XML with namespace Validation with XSD throws exception

I have a xml file which is a response from Webservice.It has got various namespaces involved with it. When I try to validate it with appropriate XSD its throwing "org.xml.sax.SAXParseException: cvc-elt.1: Cannot find the declaration of element 'SOAP-ENV:Envelope'." The namespace declaration for all the namespaces are declared in the response.
Following is my code
try {
DocumentBuilderFactory xmlFact = DocumentBuilderFactory.newInstance();
SchemaFactory schemaFactory = SchemaFactory
.newInstance(XMLConstants.W3C_XML_SCHEMA_NS_URI);
SAXSource mainInputStream = new SAXSource(new InputSource(new FileInputStream(new File("FIXEDINCOME_v3_0.xsd"))));
SAXSource importInputStream1 =new SAXSource(new InputSource(new FileInputStream(new File("Rating.xsd"))));
SAXSource importInputStream2 = new SAXSource(new InputSource(new FileInputStream(new File("Datatypes.xsd"))));
Source[] sourceSchema = new SAXSource[]{mainInputStream , importInputStream1, importInputStream2};
Schema schema = schemaFactory.newSchema(sourceSchema);
xmlFact.setNamespaceAware(true);
xmlFact.setSchema(schema);
DocumentBuilder builder = xmlFact.newDocumentBuilder();
xmlDOC = builder.parse(new InputSource(new StringReader(inputXML)));
NamespaceContext ctx = new NamespaceContext() {
public String getNamespaceURI(String prefix) {
String uri;
if (prefix.equals("ns0"))
uri = "http://namespace.worldnet.ml.com/EDS/Standards/Common/Service_v1_0/";
else if (prefix.equals("ns1"))
uri = "http://namespace.worldnet.ml.com/EDS/Product/Services/Get_Product_Data_Svc_v3_0/";
else if (prefix.equals("ns2"))
uri = "http://namespace.worldnet.ml.com/DataSOA/Product/Objects/FixedIncome/FixedIncome_v3_0/";
else if (prefix.equals("ns3")) {
uri = "http://namespace.worldnet.ml.com/DataSOA/Product/Objects/Rating/Rating_v2_0/";
} else if (prefix.equals("SOAP-ENV")) {
uri = "http://schemas.xmlsoap.org/soap-envelope/";
} else
uri = null;
return uri;
}
// Dummy implementation - not used!
public Iterator getPrefixes(String val) {
return null;
}
// Dummy implemenation - not used!
public String getPrefix(String uri) {
return null;
}
};
XPathFactory xpathFact = XPathFactory.newInstance();
xPath = xpathFact.newXPath();
xPath.setNamespaceContext(ctx);
} catch (Exception e) {
// TODO Auto-generated catch block
e.printStackTrace();
}
I don't think the problem is with detecting the namespace definition for the SOAP-ENV prefix. The validator needs the XSD file that defines elements used in that namespace in order to validate the SOAP-ENV:Envelope element, so you need to tell the validator where that schema is located.
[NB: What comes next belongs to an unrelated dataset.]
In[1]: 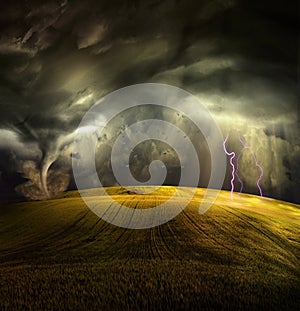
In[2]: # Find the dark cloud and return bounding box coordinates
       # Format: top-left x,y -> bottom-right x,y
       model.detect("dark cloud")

I think the solution is either to add the following to your XML reponse:
<SOAP-ENV:Envelope
xmlns:SOAP-ENV="http://schemas.xmlsoap.org/soap/envelope/"
xmlns:xsi="http://schemas.xmlsoap.org/soap/envelope/"
xsi:schemaLocation="http://schemas.xmlsoap.org/soap/envelope/
http://schemas.xmlsoap.org/soap/envelope/">
Or, go download that schema off the web, save it to your local filesystem as an XSD file, and add it to your sourceSchema array. The first method should be preferred as it leads to more portable code (and XML).
Have you tried using the following URI for the SOAP-ENV?
http://schemas.xmlsoap.org/soap/envelope/
The set of schemas you are providing for validation does not include the soap schema. you can either include the soap schema in the schema collection, or, if you don't care about validating the soap wrapper, just grab the actual body content element and run your validation from there.